CSUN’s Connected Professor

Ellis Godard is only a click away. This professor uses a variety of platforms to connect with his students — eight e-mail accounts, three phone numbers, and 16 online resources, all of which feed into his Android phone.

His goal is to minimize the distance students might feel when they are away from the classroom environment.

“In the past, students had to come only when I was available, the time before or after a class when they were taking another class or on a different day when they were working or unavailable or living somewhere far away. And now they can contact me 24/7 through whatever means they want,” he said.

It helps that for Godard, sleep is overrated. The CSUN assistant professor of Sociology gets about six hours, on a good night.

“I can’t imagine trying to write during the day because I know that students will IM and e-mail and call,” he said, adding that his most productive hours tend to be from 10 p.m. to 3 a.m., when most students are not trying to get in touch with him.

Godard has always been an early adopter, eager to experiment with different types of technology and platforms. That interest started in the early 1980s when when he got his first computer.

“It was an Apple II Plus, and my first laptop was in 1987. It was a Dataview Spark, which no longer exists,” he said.

Another trend he spotted was the demise of paper. “About halfway between those two computers, the movie Ghostbusters came out and pseudo-professor Egon Spengler said, ‘Print is dead.’

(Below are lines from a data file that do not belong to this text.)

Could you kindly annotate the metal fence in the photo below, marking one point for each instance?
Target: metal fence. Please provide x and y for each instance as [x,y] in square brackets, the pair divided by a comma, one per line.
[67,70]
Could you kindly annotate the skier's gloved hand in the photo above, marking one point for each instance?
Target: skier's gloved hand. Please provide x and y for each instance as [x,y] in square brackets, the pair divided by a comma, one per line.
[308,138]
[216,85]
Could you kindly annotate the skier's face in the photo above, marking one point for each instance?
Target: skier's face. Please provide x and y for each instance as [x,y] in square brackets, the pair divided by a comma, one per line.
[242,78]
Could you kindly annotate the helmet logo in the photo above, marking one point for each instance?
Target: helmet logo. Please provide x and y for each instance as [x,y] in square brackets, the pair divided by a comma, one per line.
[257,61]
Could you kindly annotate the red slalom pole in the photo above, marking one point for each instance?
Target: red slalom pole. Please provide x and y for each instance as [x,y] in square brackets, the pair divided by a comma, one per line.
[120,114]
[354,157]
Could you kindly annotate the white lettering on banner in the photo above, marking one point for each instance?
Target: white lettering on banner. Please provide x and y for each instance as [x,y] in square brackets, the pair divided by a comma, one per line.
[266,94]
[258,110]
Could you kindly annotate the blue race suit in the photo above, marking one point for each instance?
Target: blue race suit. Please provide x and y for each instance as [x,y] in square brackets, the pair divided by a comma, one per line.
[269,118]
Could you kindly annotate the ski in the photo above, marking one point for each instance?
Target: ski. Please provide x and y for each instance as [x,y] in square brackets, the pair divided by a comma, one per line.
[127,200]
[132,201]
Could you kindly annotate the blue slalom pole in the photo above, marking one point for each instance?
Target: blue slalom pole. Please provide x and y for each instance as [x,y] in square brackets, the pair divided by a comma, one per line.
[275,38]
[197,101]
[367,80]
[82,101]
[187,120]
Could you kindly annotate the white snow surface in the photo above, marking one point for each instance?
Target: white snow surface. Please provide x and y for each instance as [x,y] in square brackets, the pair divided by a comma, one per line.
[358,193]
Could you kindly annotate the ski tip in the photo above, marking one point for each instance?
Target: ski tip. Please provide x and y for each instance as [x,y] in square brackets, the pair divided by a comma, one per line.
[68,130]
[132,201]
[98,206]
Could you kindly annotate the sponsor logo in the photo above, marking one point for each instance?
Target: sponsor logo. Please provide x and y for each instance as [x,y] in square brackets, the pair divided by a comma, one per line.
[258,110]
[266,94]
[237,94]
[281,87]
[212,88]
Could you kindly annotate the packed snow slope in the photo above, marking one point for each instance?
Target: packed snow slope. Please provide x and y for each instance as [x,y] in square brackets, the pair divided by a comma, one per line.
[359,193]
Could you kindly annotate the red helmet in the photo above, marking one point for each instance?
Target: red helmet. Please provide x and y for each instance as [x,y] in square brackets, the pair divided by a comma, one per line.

“I don’t know why that line stuck with me for almost 30 years now but it has. That was in junior high school and ever since then I have moved away from print and toward electronic resources.”

While print might be dying, Godard knows technology can’t replace personal interactions at the university. In fact, he still schedules in-person office hours despite his unlimited virtual availability.

“I have concerns about an entirely online education because there is something valuable at least historically, sociologically and psychologically in the on-campus experience,” he said. “Interacting with the bureaucracy, trying to park, getting to office hours, going to the library … I know there is something I got out of that experience that I think is worth preserving.”